Les deux chambres accueillirent avec une joie fière ces paroles du roi, qui remettait ainsi entre leurs mains le sort de son fils et la politique extérieure du pays. Elles se réunirent en conférence dans la salle des banquets de Whitehall[1], et là, Buckingham, en présence et avec l’adhésion formelle du prince Charles, exposa lui-même, avec une verve prolixe, mais adroite, tous les faits et toutes les questions de la négociation. La tâche ne lui fut pas difficile : depuis qu’il avait ramené le prince en Angleterre et qu’il se montrait opposé au mariage espagnol, « il était devenu, dit le chapelain du garde des sceaux Williams, l’Alcibiade qui charmait la république. Quand il affirma qu’il n’avait voulu s’accorder en rien avec les Espagnols tant que le prince électeur, le mari de la princesse d’Angleterre, ne serait pas rétabli dans ses états, il émut jusqu’à la moelle les cœurs de ses auditeurs.
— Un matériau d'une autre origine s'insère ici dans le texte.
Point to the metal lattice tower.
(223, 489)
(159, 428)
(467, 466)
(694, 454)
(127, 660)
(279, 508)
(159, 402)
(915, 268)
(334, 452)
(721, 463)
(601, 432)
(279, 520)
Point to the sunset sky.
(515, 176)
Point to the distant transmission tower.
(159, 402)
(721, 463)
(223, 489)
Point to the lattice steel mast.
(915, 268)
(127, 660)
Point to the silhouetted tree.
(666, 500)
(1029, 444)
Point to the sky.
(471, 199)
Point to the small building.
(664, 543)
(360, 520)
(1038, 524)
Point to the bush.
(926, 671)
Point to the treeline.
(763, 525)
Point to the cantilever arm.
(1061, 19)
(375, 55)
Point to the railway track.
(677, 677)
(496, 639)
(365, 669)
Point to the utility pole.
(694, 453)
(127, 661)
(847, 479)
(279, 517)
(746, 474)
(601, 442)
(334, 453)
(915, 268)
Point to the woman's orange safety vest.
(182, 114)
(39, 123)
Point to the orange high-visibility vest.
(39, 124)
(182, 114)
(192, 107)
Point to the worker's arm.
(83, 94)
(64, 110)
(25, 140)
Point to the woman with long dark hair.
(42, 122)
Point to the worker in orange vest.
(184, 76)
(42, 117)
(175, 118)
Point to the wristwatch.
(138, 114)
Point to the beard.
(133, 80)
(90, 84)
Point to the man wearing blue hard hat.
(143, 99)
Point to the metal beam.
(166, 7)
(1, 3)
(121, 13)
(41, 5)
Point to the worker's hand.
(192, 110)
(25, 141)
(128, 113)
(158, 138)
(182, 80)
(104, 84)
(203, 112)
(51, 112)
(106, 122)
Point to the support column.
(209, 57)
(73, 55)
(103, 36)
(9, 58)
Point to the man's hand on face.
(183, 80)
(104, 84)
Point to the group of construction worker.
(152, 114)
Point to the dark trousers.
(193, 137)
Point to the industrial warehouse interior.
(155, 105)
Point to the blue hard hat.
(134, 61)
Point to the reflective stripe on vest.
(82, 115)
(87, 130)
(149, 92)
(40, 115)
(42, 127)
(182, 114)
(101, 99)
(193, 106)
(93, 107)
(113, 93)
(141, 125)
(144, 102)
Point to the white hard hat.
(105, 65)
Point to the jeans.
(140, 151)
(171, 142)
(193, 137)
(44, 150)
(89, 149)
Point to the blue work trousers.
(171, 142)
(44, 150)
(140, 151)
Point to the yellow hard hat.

Et quand il raconta avec quelle fermeté le prince avait maintenu les principes de la vraie foi, et avec quel zèle scrupuleux il avait veillé, lui Buckingham, à ce que nul émissaire ne vînt empoisonner l’âme de son altesse, il enleva l’approbation universelle ; tous dirent que le prince s’était comporté en vaillant capitaine de la sainte vérité, et que le duc méritait le beau nom d’un lieutenant dévoué, sous lui, à la cause de Dieu, car il a toujours été facile d’éblouir le bon peuple d’Angleterre avec le flambeau de la religion. »

  1. Les 24 février et 1er mars (5 et 10 mars) 1624.